SAM operates far from home: eigenvalue regularization as a dynamical phenomenon
This provides a deeper understanding of SAM's regularization effects for machine learning practitioners, though it is incremental as it builds on existing SAM and edge of stability analyses.
The paper reveals that the Sharpness Aware Minimization (SAM) algorithm dynamically regularizes eigenvalues throughout the learning trajectory, not just near minima, and shows this relates to the edge of stability phenomenon, with theory predicting the largest eigenvalue based on learning rate and SAM radius parameters.

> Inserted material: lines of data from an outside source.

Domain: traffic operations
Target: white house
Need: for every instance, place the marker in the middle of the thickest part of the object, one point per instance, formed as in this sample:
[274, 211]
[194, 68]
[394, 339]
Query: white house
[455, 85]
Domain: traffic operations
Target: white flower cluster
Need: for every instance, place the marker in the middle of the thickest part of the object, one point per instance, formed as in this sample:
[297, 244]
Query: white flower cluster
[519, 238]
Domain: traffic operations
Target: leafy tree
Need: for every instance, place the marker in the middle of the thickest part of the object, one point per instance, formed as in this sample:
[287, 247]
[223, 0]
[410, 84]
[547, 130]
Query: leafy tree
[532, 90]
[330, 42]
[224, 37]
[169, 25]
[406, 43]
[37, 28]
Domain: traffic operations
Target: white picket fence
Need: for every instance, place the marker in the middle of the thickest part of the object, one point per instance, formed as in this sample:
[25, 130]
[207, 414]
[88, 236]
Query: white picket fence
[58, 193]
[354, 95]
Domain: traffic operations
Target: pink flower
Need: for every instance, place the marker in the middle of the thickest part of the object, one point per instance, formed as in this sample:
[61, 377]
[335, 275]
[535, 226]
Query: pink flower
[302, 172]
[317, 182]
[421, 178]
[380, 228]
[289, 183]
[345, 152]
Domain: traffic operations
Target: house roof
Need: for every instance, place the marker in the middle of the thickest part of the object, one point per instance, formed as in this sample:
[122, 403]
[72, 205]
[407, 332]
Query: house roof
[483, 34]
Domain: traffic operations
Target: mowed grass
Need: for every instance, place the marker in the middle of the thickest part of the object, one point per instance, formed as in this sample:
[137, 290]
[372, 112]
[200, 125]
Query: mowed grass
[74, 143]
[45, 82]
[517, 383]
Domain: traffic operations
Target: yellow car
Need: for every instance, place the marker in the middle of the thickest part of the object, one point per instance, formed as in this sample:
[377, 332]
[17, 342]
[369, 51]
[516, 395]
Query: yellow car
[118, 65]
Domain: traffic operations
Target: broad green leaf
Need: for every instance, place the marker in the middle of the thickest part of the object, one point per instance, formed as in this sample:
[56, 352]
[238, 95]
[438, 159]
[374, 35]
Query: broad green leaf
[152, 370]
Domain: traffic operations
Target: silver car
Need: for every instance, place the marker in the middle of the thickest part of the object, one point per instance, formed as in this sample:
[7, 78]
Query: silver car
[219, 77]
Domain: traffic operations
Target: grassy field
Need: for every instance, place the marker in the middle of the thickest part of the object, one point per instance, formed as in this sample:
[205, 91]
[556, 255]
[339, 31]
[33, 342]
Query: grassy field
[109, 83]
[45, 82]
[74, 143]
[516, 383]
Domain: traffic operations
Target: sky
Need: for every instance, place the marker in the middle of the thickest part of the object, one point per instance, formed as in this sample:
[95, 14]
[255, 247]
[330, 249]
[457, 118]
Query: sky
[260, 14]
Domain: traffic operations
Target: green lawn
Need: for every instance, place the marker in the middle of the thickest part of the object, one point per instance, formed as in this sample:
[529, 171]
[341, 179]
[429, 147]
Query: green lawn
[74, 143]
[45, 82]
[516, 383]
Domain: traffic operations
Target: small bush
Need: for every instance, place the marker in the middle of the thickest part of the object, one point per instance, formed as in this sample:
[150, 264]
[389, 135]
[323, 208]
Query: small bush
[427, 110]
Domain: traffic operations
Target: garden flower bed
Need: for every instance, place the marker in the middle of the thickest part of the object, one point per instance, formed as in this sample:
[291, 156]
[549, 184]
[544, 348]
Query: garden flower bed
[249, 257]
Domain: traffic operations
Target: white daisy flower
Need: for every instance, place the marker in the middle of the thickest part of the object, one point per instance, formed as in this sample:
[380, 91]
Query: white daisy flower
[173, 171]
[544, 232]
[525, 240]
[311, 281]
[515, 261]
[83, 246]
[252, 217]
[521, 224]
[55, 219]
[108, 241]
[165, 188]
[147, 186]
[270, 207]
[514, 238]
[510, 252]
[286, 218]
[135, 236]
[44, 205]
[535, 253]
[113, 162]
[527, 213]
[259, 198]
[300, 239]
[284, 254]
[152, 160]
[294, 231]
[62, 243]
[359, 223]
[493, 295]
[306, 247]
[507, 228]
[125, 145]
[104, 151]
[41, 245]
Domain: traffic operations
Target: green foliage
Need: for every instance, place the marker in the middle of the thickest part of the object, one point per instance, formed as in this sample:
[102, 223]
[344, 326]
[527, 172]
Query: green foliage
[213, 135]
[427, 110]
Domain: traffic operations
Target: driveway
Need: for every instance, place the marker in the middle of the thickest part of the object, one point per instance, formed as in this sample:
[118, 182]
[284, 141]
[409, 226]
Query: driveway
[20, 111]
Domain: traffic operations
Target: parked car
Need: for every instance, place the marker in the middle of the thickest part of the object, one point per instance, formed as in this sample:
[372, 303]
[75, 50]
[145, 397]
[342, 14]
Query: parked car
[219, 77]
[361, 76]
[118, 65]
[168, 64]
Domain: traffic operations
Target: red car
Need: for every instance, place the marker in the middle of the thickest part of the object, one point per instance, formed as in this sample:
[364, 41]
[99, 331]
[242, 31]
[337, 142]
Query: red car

The Sharpness Aware Minimization (SAM) optimization algorithm has been shown to control large eigenvalues of the loss Hessian and provide generalization benefits in a variety of settings. The original motivation for SAM was a modified loss function which penalized sharp minima; subsequent analyses have also focused on the behavior near minima. However, our work reveals that SAM provides a strong regularization of the eigenvalues throughout the learning trajectory. We show that in a simplified setting, SAM dynamically induces a stabilization related to the edge of stability (EOS) phenomenon observed in large learning rate gradient descent. Our theory predicts the largest eigenvalue as a function of the learning rate and SAM radius parameters. Finally, we show that practical models can also exhibit this EOS stabilization, and that understanding SAM must account for these dynamics far away from any minima.